Jakarta, Gesuri.id - Terima kasih untuk Fahri Hamzah yang telah memberi pesan pada generasinya. Saya tidak tahu pesan itu untuk semua yang segenerasi atau hanya untuk saya dan Budiman saja, karena foto yang ada dalam twit nya (7 Mei 2022 pkl 20.44 WIB ) hanya foto saya dan Budiman bukan foto orang banyak. Saya melihat pesan itu seperti mempertanyakan komitmen perjuangan, komitmen kerakyatan pada saya dan Budiman setelah 24 tahun reformasi. Jika demikian, izinkan saya menjawab itu dengan sedikit berbagi cerita pada Fahri.

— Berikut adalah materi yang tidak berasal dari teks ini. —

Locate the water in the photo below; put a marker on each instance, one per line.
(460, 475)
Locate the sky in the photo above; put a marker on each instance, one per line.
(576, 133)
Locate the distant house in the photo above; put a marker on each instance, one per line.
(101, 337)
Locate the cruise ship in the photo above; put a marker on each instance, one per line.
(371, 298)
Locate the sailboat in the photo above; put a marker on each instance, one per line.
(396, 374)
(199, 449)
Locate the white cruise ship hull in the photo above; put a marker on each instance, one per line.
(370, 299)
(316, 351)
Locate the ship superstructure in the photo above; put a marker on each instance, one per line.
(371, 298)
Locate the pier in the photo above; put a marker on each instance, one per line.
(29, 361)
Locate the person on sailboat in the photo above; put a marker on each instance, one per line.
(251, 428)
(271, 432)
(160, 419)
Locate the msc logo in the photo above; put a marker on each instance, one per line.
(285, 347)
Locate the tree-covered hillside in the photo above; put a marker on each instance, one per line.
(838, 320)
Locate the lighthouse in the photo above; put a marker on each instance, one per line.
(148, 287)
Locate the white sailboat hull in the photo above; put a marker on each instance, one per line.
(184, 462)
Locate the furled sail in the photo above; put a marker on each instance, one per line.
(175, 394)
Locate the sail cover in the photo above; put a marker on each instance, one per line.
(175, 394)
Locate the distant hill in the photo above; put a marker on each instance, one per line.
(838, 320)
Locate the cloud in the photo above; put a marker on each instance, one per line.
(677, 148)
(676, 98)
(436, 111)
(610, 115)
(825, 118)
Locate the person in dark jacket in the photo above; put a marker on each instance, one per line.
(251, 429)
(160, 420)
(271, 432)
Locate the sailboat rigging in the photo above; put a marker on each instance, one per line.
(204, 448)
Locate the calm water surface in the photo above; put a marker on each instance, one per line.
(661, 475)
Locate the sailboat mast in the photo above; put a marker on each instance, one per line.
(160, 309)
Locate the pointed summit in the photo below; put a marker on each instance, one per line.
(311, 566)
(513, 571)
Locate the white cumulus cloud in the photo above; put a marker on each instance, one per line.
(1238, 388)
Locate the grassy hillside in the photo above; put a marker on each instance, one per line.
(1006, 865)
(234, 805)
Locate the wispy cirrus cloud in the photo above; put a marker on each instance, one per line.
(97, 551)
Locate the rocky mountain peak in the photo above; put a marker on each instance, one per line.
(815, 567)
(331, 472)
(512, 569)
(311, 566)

Saya ingat ketika saya dan kawan kawan tersisa yang masih di jalan tahun 1999, Fahri sudah menjadi staff ahli di MPR. Berikutnya tahun 2004 Fahri dilantik menjadi anggota DPR sementara saya dan kawan kawan masih di pukuli dan di tangkapi. 2008 Kantor Pengacara saya di Police Line. Saya di kejar hingga jadi gelandangan berkeliling dari kota kota lalu jadi pengumpul trolly diberbagai pusat belanja negara orang. 2010 saya di pukuli hingga babak belur oleh belasan Polisi di Pengadilan Jakarta Pusat. Fahri, kita beda pilihan, beda jalan dan yang saya pilih adalah jalan yang sulit, menyakitkan dan tidak menyenangkan, walau demikian toh saya tidak pernah usil mengkritik dan mempertanyakan pilihan politik masing masing orang, termasuk mengkritik Fahri saat itu sedang menikmati kursinya sebagai Anggota DPR RI.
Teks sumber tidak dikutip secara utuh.